This is super interesting!
That’s where self-supervised learning comes in. It is a unique form of ML that is a variant of unsupervised learning. An example we’ve seen in a number of startups is the ability to predict the depth of a scene from a single image, by using prior knowledge about the geometry of scenes. They are essentially creating geometric rules that supervise the network automatically.
We’ve also seen a few startups that can predict future frames of video from past ones, by using prior knowledge about time and causal reasoning. Behind every two-dimensional (2D) image, there is a three-dimensional (3D) world that explains it. When the 3D world is compressed down to a single 2D image, a lot of data is lost, and the way that it is compressed is not random. If you can harness that relationship between the 3D world and its compression into 2D images, you can then work backwards and input an image that allows an AV to understand the 3D world.
Another unique self-supervised approach that some startups and OEMs have been testing is placing cameras in their cars and comparing the video footage to the driver’s interaction with each specific road condition. Essentially, every time a driver is on the road, he or she is labeling driving data for the company through natural/self-supervision — without the company having to pay a human to physically annotate what the driver’s reaction was to the road conditions. Also, the spatial/temporal coherence of videos has a lot of latent structure that could be explored. Toyota AI Ventures is very interested in meeting with startups that can think of innovative ways to label “open space” on the road by harnessing these natural behaviors of data. Supervised or not, it needs to scale!

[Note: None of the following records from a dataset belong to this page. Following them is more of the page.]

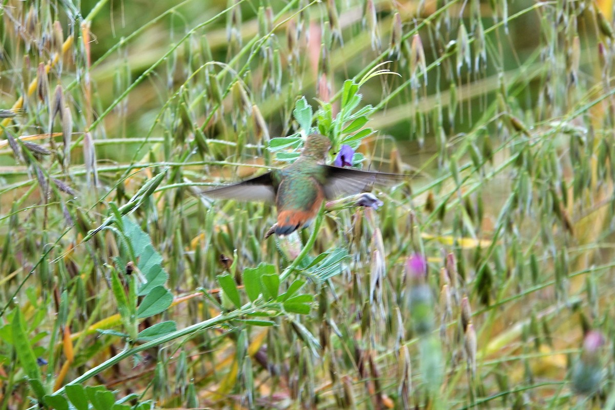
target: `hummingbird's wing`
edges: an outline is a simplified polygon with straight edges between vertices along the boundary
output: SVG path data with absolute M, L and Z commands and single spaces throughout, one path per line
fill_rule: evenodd
M 212 198 L 236 199 L 240 201 L 266 201 L 276 199 L 276 189 L 271 179 L 271 172 L 247 179 L 237 184 L 204 191 L 202 194 Z
M 325 196 L 327 199 L 365 192 L 372 184 L 387 185 L 401 182 L 408 178 L 400 174 L 361 171 L 352 168 L 322 165 L 325 169 L 327 183 Z

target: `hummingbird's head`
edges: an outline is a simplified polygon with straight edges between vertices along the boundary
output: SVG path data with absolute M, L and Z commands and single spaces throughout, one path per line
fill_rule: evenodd
M 303 144 L 304 156 L 312 157 L 319 162 L 327 160 L 327 153 L 331 148 L 331 140 L 321 134 L 311 134 L 306 138 Z

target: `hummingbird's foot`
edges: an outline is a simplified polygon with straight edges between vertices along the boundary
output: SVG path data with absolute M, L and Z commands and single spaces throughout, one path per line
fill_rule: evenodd
M 270 227 L 267 231 L 267 232 L 265 232 L 265 235 L 264 235 L 264 237 L 263 239 L 266 239 L 267 238 L 268 238 L 270 236 L 271 236 L 272 235 L 273 235 L 275 233 L 275 232 L 276 232 L 276 228 L 277 228 L 277 223 L 274 224 L 273 226 L 272 226 L 271 227 Z

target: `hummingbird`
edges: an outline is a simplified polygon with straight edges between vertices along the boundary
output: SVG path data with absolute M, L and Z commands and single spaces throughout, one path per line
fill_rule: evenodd
M 327 165 L 330 148 L 328 137 L 311 134 L 299 158 L 290 165 L 202 194 L 212 198 L 275 202 L 277 222 L 270 231 L 285 236 L 309 226 L 325 199 L 359 194 L 374 183 L 390 183 L 405 178 L 399 174 Z

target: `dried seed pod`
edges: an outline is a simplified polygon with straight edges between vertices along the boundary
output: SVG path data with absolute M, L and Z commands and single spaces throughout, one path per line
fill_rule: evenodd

Also, information on the cost of labelling images:
approximately $4-$8 per image of 1920x1080 density for semantic segmentation, depending on quality of service
Semantic segmentation involves assigning every pixel in an image to a category (e.g. road, sidewalk, vehicle, pedestrian, tree, etc.), so it is probably more labour intensive than, say, drawing bounding boxes around traffic lights and labelling the colour of the light.